The relative frequency of reads mapping to a given shRNA in TRA-1-81+ compared to TRA-1-81-, expressed as an odds ratio θ, estimates the positive effect size of that shRNA on reprogramming and, thus by inference, the negative effect size of its targeted gene as a potential reprogramming barrier. We call an shRNA active if it has greater odd of being sequenced in TRA-1-81+ compared to TRA-1-81-, i.e. if θ > 1 with sufficient coverage. To assess gene-wise collective shRNA activity levels and to quantify the negative effect size of a given gene on reprogramming, we combined the log-transformed odds ratios for all active shRNAs targeting a gene into a single statistic using a random-effects model. The combined statistic, δ, controls for variance in knockdown efficiency and variance in sequencing depth-of-coverage by estimating them separately from the data. We then developed a gene ranking algorithm based on multi-objective optimization (Handl et al., 2007). This technique simultaneously maximizes collective shRNA activity and the number of distinct active shRNAs. The result is a gene ranking which controls for off-target effects, since highly ranked genes are precisely the ones that demonstrate a reproducible effect across multiple shRNAs enriched in the TRA-1-81+ population. To assign statistical significance to gene ranks, we computed p-values using a permutation test with 5,000 permutations of the read counts. False discovery rates (FDRs) were computed based on library swap to adjust for multiple-hypothesis testing. We compared this multi-objective optimization algorithm, which we call HitSelect, with existing methods, such as RIGER (Luo et al., 2008) and RSA (König et al., 2007), and found that HitSelect has greater sensitivity and specificity, and is less prone to off-target effects (Figure S1B). This approach generated 956 TRA-1-81+ screen hits at the 5% significance level, corresponding to a FDR of 7% (Extended Experimental Procedures and File S1).
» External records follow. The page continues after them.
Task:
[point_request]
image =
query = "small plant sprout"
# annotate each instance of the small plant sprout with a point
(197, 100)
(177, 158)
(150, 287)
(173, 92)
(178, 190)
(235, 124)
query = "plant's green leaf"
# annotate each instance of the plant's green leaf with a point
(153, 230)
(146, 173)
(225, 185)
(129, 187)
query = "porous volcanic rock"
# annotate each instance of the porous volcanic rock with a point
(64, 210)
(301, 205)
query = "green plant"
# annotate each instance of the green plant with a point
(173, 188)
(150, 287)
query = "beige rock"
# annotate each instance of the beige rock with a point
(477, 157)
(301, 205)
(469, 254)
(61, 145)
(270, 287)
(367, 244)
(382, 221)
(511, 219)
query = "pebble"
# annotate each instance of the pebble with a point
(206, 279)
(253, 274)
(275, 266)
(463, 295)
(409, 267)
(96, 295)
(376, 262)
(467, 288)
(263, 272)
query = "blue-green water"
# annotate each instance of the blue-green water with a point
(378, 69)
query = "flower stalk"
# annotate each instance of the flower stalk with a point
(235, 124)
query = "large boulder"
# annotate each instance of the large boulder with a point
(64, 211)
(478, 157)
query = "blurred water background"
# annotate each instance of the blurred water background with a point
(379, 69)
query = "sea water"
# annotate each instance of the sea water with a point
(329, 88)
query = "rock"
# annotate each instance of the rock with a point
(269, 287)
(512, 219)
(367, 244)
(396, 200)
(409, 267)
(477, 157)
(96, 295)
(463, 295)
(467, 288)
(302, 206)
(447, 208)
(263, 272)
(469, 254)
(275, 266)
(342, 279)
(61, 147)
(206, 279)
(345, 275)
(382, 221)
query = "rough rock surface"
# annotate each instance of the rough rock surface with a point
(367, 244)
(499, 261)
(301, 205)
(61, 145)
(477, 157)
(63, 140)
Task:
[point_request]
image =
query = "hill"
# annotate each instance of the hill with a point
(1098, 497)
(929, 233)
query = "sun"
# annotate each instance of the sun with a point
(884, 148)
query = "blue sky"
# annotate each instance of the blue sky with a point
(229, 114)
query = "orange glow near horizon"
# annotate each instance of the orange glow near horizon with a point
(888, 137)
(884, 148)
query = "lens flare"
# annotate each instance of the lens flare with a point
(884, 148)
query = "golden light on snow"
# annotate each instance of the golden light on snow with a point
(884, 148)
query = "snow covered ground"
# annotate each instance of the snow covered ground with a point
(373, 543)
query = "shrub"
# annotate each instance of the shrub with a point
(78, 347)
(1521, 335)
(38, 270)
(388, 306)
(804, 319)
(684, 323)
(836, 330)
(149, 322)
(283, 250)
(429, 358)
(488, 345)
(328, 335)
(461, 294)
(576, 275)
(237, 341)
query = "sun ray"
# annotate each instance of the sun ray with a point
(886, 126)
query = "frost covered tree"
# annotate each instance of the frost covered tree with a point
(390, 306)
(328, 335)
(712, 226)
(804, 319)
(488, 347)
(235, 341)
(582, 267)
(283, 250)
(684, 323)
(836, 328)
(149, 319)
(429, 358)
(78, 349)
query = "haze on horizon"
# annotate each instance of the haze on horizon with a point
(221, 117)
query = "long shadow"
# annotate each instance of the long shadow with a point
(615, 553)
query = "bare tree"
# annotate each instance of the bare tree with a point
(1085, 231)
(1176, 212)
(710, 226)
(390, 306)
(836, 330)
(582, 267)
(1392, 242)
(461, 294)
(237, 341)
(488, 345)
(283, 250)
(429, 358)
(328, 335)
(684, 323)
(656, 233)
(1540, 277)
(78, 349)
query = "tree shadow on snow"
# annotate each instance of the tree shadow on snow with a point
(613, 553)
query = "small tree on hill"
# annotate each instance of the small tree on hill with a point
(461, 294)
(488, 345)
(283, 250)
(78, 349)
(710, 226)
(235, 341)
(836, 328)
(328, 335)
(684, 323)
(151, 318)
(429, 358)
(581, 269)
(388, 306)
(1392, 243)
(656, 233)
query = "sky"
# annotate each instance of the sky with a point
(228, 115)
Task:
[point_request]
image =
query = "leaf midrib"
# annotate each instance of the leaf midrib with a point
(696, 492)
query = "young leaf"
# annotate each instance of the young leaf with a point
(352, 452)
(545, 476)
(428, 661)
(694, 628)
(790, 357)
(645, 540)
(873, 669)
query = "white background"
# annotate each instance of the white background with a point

A Genome-Wide Screen Confirms Known Barriers to Reprogramming

To validate our screen, we used as positive controls previously identified gene barriers, as well as the experimentally validated targets of micro-RNAs (miRNAs) known to enhance reprogramming efficiency. Known barrier genes show significant activity levels in TRA-1-81+ compared to TRA-1-81-(Figure 1B, C). Specifically, we identified 26 barrier genes whose knockdown has been previously shown to enhance the efficiency of reprogramming, including genes associated with tumor suppression (CDKN2B), epithelial-to-mesenchymal transition (TGFBR2), heterochromatin (EHMT2, MECP2, RBL2, SMARCC2), and extracellular matrix and adhesion (ARHGAP26, RHOC, CD44) (Figure 1C and Table S1). These positive controls are significantly enriched in the TRA-1-81+ population (Figure 1B). Targets of miRNAs known to enhance human reprogramming efficiency, such as miR-17, miR-200 and miR-372 (Gregory et al., 2008; Li et al., 2011; Subramanyam et al., 2011), also show significant enrichments in the TRA-1-81+ population (Figure 1B). As negative controls, we used control coding sequences represented in the library (GFP, ampicillin resistance or luciferase), a random gene list, or validated targets of miR-218, a known tumor suppressor not linked to reprogramming. These controls all show weak median activity (below δ=1) and statistically insignificant enrichment in the TRA-1-81+ population (Figure 1B). Overall, these data indicate that our approach is well validated by the successful identification of previously reported barriers to reprogramming. This work focuses on genes that act as barriers to reprogramming for two main reasons: a) they can be easily knocked down to improve the efficiency of iPSC generation, providing straightforward single hit validation; b) a search for shRNAs enriched in the TRA-1-81-population is complicated by the high heterogeneity of that population, which is not the case in the TRA-1-81+ population. Nevertheless, we also identified shRNAs for multiple known positive regulators of reprogramming enriched in the TRA-1-81-population, including OCT4, SOX2, NANOG, PRDM14, CHD1, PARP1, KDM2A, KDM2B and KDM3B (Figure 1C).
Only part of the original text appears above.